Need some help with mounting share using NFS. I configured both the server and client stations with NFS server and NFS client settings respectively. Here is the configs:

```
shlus# grep nfs /etc/rc.conf - on server
rpcbind_enable="YES"
nfs_client_enable="YES"
nfs_server_enable="YES"
nfs_server_flags="-u -t -n 4"
mountd_flags="-r"
```


```
$ grep nfs /etc/rc.conf - on client
nfs_client_enable="YES"  
nfs_client_flags="-n 4"
```
On NFS server the /share directory is created.
On NFS client home/trojan/mount directory is created.
Here is the /etc/exports config:

```
/share  -maproot=root  trojan
```

Both on NFS server and client the user *trojan* with GID 1001 and UID 1001 is created.
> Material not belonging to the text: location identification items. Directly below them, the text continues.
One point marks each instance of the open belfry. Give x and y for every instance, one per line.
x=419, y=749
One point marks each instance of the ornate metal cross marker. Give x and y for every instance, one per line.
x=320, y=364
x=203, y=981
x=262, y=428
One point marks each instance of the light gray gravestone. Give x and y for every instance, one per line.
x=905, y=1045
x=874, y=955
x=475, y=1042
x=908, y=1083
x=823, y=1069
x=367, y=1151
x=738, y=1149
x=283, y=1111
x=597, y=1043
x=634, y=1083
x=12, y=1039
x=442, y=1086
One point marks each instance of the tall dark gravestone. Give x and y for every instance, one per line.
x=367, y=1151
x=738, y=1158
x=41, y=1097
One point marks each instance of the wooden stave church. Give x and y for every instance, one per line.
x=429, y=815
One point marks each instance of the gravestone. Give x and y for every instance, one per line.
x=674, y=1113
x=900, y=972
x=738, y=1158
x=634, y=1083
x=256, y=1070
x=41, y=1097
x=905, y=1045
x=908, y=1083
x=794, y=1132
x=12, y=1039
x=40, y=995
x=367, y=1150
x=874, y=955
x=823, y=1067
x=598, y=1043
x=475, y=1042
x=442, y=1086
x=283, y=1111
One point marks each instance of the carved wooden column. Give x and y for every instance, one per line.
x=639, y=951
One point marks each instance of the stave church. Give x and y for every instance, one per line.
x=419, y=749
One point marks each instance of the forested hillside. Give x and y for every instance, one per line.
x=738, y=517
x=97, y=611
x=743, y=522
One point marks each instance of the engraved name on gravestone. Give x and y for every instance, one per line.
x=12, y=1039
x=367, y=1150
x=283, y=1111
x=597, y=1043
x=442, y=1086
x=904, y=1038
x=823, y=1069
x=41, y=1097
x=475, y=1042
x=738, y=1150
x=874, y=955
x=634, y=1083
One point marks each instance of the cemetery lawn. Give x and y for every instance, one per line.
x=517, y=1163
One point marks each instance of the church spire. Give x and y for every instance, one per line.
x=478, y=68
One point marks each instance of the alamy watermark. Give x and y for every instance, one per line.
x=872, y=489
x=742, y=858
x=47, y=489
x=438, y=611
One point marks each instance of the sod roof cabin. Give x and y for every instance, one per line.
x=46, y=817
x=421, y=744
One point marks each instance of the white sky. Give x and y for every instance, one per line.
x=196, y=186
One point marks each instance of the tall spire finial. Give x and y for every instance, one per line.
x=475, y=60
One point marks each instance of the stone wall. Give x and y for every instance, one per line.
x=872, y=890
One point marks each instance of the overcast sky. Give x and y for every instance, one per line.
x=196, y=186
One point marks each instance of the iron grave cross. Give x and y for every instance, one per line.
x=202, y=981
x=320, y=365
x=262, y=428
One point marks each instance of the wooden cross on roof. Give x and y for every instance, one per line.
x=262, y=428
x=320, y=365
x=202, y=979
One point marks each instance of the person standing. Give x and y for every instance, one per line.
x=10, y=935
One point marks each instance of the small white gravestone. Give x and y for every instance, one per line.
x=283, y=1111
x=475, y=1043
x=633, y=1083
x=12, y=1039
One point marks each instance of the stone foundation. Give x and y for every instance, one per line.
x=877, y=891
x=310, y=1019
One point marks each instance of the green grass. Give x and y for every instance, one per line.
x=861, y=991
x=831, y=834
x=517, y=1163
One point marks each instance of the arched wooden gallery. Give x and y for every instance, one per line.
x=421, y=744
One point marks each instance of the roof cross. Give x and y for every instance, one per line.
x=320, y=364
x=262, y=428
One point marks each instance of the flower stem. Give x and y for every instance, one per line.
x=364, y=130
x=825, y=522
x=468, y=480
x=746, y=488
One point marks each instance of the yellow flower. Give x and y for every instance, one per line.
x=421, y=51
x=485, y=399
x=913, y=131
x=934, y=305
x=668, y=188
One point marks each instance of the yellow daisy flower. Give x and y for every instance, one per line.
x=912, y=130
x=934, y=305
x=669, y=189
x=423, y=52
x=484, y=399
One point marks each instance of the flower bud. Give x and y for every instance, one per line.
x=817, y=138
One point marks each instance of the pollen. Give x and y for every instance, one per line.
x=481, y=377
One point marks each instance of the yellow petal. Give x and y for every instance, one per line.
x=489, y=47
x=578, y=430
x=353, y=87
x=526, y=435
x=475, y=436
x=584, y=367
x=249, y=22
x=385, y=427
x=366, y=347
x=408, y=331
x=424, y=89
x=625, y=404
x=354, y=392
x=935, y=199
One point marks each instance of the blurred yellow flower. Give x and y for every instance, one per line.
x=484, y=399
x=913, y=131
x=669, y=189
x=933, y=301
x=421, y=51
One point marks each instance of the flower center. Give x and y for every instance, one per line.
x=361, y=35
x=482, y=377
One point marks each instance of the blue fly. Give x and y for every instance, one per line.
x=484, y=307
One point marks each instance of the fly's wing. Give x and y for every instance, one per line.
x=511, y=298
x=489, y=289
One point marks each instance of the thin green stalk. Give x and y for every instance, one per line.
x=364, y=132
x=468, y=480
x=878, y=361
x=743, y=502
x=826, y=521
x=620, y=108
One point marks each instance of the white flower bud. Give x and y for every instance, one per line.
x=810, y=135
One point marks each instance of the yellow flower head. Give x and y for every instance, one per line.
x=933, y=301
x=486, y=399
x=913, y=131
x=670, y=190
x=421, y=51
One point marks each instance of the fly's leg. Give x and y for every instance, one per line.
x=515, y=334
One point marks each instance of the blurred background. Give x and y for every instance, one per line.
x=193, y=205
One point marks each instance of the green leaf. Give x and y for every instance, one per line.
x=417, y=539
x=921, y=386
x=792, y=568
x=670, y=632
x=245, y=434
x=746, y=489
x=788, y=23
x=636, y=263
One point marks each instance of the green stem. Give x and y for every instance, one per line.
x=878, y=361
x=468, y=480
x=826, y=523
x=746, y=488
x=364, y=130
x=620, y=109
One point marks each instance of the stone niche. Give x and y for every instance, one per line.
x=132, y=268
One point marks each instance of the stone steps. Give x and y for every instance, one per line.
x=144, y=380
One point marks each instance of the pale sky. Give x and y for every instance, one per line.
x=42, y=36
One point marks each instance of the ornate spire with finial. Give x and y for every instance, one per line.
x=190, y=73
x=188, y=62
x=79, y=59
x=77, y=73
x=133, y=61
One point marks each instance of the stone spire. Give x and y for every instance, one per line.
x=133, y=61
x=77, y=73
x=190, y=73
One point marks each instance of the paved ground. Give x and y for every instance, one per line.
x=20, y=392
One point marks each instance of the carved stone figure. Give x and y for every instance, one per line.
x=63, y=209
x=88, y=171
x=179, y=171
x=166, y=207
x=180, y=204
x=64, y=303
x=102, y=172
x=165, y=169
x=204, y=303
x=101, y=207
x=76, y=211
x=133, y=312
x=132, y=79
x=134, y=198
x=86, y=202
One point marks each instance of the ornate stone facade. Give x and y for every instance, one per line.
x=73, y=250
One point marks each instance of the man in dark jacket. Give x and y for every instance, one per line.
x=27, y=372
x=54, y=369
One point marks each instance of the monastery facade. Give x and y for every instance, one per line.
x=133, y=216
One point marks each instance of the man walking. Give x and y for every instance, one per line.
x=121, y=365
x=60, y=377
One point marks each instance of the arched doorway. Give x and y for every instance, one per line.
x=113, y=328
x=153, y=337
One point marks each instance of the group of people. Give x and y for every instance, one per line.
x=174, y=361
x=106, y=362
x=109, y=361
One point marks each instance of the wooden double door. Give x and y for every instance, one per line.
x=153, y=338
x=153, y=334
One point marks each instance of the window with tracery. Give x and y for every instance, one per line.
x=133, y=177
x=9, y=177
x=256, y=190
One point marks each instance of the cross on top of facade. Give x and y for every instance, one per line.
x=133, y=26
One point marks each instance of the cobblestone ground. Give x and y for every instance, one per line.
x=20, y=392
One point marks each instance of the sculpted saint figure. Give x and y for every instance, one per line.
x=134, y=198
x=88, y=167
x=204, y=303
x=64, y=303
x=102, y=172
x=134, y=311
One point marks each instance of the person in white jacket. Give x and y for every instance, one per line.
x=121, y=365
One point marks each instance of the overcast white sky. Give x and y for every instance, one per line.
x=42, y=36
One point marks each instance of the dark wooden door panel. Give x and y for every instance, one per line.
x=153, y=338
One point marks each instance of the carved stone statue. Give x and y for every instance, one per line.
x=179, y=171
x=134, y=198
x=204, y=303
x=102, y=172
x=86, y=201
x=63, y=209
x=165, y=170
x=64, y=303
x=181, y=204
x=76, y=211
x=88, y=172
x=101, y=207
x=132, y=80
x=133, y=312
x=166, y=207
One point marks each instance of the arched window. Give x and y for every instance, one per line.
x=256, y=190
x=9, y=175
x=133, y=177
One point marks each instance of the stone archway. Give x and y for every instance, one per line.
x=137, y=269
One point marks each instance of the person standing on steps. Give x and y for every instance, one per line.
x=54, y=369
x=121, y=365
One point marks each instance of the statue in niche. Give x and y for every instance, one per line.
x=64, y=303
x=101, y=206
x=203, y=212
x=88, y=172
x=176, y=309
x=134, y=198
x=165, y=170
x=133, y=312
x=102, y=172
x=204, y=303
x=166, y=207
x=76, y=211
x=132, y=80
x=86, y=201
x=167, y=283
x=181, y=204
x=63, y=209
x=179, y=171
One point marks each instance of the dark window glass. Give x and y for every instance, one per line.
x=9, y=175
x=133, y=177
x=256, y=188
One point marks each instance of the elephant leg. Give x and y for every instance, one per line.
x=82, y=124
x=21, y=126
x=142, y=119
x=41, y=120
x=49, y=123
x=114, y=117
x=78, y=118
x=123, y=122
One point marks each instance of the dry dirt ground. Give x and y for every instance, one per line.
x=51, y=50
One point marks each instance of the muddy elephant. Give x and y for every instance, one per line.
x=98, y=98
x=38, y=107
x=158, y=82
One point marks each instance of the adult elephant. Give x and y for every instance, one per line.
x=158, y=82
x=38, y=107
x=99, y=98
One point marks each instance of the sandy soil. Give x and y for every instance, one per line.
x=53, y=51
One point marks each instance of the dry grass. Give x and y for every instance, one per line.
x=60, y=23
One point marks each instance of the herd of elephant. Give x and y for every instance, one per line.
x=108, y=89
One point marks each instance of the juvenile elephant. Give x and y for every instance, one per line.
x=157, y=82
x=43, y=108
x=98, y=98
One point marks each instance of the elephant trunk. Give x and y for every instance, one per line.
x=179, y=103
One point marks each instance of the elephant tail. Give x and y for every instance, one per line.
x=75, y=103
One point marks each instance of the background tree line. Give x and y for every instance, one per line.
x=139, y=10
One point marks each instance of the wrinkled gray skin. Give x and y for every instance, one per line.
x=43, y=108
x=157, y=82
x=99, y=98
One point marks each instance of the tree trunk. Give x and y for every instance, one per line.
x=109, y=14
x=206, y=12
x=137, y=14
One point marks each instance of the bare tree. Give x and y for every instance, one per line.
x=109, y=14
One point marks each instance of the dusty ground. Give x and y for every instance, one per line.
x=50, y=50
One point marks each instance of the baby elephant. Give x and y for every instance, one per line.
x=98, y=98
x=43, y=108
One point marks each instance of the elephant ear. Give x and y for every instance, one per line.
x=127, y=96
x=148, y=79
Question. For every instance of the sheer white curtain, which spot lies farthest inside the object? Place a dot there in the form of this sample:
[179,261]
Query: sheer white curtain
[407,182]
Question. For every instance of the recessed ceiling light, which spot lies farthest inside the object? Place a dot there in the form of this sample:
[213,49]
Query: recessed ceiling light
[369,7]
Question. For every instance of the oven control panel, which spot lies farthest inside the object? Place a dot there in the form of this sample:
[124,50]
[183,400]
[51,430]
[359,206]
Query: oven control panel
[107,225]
When I try to mount share under *trojan* user I get the following:


```
$ mount shlus:/share /home/trojan/mount
[udp] shlus:/share: Permission denied
```

What is the cause of it?


----------



## trev (May 18, 2009)

Does 
	
	



```
/etc/rc.d/mountd restart
```
 have any effect?


----------



## SirDice (May 18, 2009)

Trojan said:
			
		

> When I try to mount share under *trojan* user I get the following:
> 
> 
> ```
> ...



You need to be root to mount nfs shares.


----------



## Trojan (May 21, 2009)

trev said:
			
		

> Does
> 
> 
> 
> ...


Unfortunately not. I restarted the daemon on server and client and hadn't any success.



			
				SirDice said:
			
		

> You need to be root to mount nfs shares.


But what about the trivial user who need to mount some share?
At least as I know one can specify the user who will be able to mount the share in /etc/exports file.

I also tried to mount the share under root and here is the result:

```
bsdcli# whoami
root
bsdcli# mount shlus:/share /home/trojan/mount
[udp] shlus:/share: RPCPROG_NFS: RPC: Port mapper failure - RPC: Timed out
[udp] shlus:/share: RPCPROG_NFS: RPC: Port mapper failure - RPC: Timed out
and so on ...
```

May be I made some mistakes in config files (though I configured it according to handbook).
Could you please check my config files. Is it correct or not?


----------



## SirDice (May 21, 2009)

Trojan said:
			
		

> At least as I know one can specify the user who will be able to mount the share in /etc/exports file.


No, you cannot. The last entry on a line in exports is a netgroup(5) not a username. See exports(5)



> I also tried to mount the share under root and here is the result:
> 
> ```
> bsdcli# whoami
> ...



It's not allowing you because your client machine isn't part of the netgroup.


----------



## Trojan (May 21, 2009)

SirDice said:
			
		

> No, you cannot. The last entry on a line in exports is a netgroup(5) not a username. See exports(5)
> 
> It's not allowing you because your client machine isn't part of the netgroup.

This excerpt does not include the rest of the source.